Abstract: TH-PO586
Proton Pump Inhibitor Use and Risk of Major Fractures in Kidney Transplant Recipients
Session Information
- Bone and Mineral Metabolism: Bone Disease
November 07, 2019 | Location: Exhibit Hall, Walter E. Washington Convention Center
Abstract Time: 10:00 AM - 12:00 PM
Category: Bone and Mineral Metabolism
- 402 Bone and Mineral Metabolism: Clinical
Authors
- Lyu, Beini, University of Wisconsin-Madison, MADISON, Wisconsin, United States
- Jorgenson, Margaret R., UW Health, Madison, Wisconsin, United States
- Hansen, Karen, University of Wisconsin School of Medicine and Public Health, Madison, Wisconsin, United States
- Djamali, Arjang, University of Wisconsin, Madison, Wisconsin, United States
- Astor, Brad C., University of Wisconsin, Madison, Wisconsin, United States
Background
Fracture is a significant problem among kidney transplant recipients (KTRs). Proton pump inhibitors (PPIs) are among the most commonly prescribed drugs in KTRs and have been associated with a higher risk of fractures in the general population. This study aimed to determine how PPIs use is associated with the incidence of major fractures in KTRs.
Methods
Using the Wisconsin Allograft Recipient Database (WisARD), we identified 155 major fracture events that occurred at least 12 months after transplantation between 2000 and 2015. Each eligible case was matched using incidence density sampling with five controls on age, sex, race, transplantation year (±3 years), living versus deceased donor and prior transplantation. PPI and histamine 2-receptor antagonists (H2RA) use during the year prior to the index date were identified. The association between prior PPI/H2RA use and incidence of major fractures were assessed by conditional logistic regression.
Results
A total of 155 cases were matched to 685 controls. A higher proportion of cases had a history of diabetes and cardiovascular disease. During the year prior to the index date, cases had lower serum albumin, higher phosphorus, higher iPTH, and higher alkaline phosphatase. A higher proportion of cases ever used corticosteroid and bisphosphonate.
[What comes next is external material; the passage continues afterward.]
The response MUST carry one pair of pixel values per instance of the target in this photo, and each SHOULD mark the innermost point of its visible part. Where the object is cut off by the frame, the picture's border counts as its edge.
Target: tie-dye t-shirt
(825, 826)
67.7% of cases and 51.5% of controls ever used a PPI, and 15.5% of cases and 11.3% of controls ever used an H2RA. PPI use was associated with higher incidence of major fractures in unadjusted analysis (OR=2.4, 95% CI: 1.6-3.5). The association remained similar when adjusting for demographic and transplant-related covariates (OR=2.3, 95% CI: 1.5-3.6); and further adjusting for use of corticosteroid, bisphosphonate, vitamin D and calcium supplement (OR=1.9, 95% CI: 1.2-3.1). H2RA use was not associated with higher incidence of major fractures in adjusted analysis (OR=1.0, 95% CI: 0.5-1.8). The associations between PPI use and major fractures remain similar in participants who never used a bisphosphonate in the prior year.
Conclusion
PPI use may be associated with a higher risk of major fractures among KTRs. Clinicians should carefully evaluate the risk factors for fracture, weight the risk versus benefit before prescribing PPI, and have interval assessment of continued PPI use in KTRs.